A company’s IP should be at the heart of its business. Advice on patenting and protecting that IP can make a considerable difference to a company’s success, especially if it’s given at an early stage while the company is still raising funding and developing its innovation.
It’s important to note that the patent process can be long and if a company gets it wrong early on, there’s little that can be done to mitigate it further down the line. Think of it like an oil painting – once those brush strokes have begun to dry, it can be very hard to change the resulting artwork. It’s vital, therefore, to encourage and educate startups of the value of their IP to the business to set them on the right course from the beginning.
For some leaders, IP is the foundation of a startup and demonstrating the importance of a company’s IP is part and parcel of the funding process. Other firms will treat IP protection as an afterthought or apply for a patent simply to attract investment rather than as an integral part of their business planning that the founders have genuinely bought into and understood.

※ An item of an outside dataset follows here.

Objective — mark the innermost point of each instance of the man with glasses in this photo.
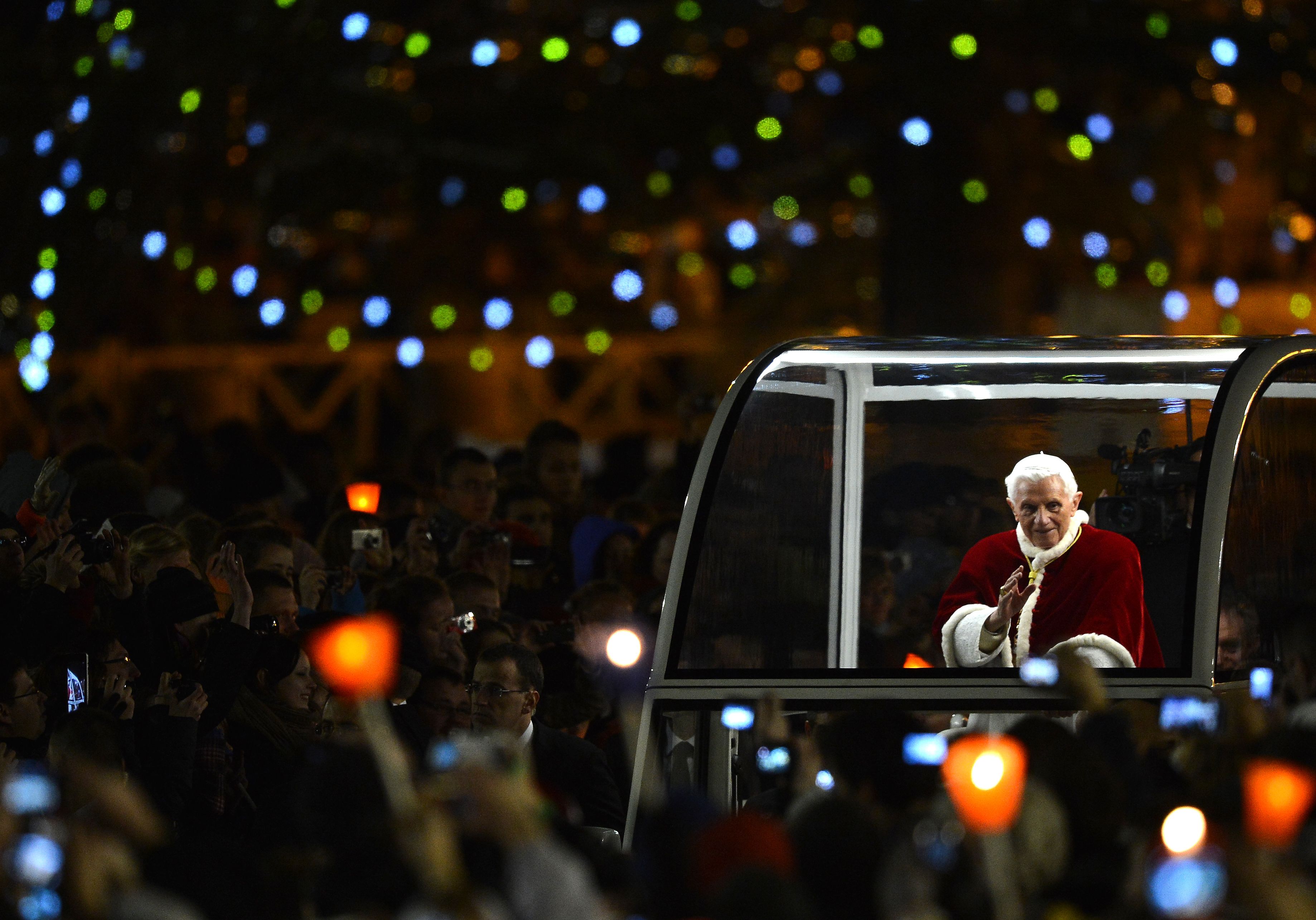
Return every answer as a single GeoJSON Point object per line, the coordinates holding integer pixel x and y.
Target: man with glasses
{"type": "Point", "coordinates": [504, 697]}
{"type": "Point", "coordinates": [23, 709]}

But, when you consider that many investors believe between 80-90% of a company’s value lies in its IP, it’s clearly time for a change of mindset around IP.

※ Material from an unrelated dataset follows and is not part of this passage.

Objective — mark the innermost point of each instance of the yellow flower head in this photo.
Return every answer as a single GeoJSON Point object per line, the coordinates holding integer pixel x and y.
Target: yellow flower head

Filing a patent application isn’t always necessarily straightforward. Timing is important, for one thing. Quite often, the need to find investment partners to work with in the early stages can lead a founder to file a patent too soon to satisfy IP due diligence, despite things not being quite ready.
Conversely, there’s a lack of understanding of the importance of trade secrets when it comes to long-term IP protection. Essentially, rather than rushing an application, businesses should instead keep their powder dry – and their options open – until they’re ready to file. Where the innovation is delivered using software that embodies trade secrets, tech companies may choose to rely on the inherent security of their software and control the access to the source code. A competitor might learn what the company was doing, but they wouldn’t necessarily know how.
Another common challenge is the question of patent eligibility for software. There’s a widely held misconception that software isn’t patentable, for example. But, while the UK patent office is still struggling with some aspects of the patent eligibility of digital innovation, this isn’t the case.
There are, undeniably, technical challenges around getting protection in certain instances but, with the support of an experienced advisor, a company will be able to identify what protection is available and how best to navigate the legal hurdles. We also need to be mindful that US patent law is different and ensure we take an international perspective.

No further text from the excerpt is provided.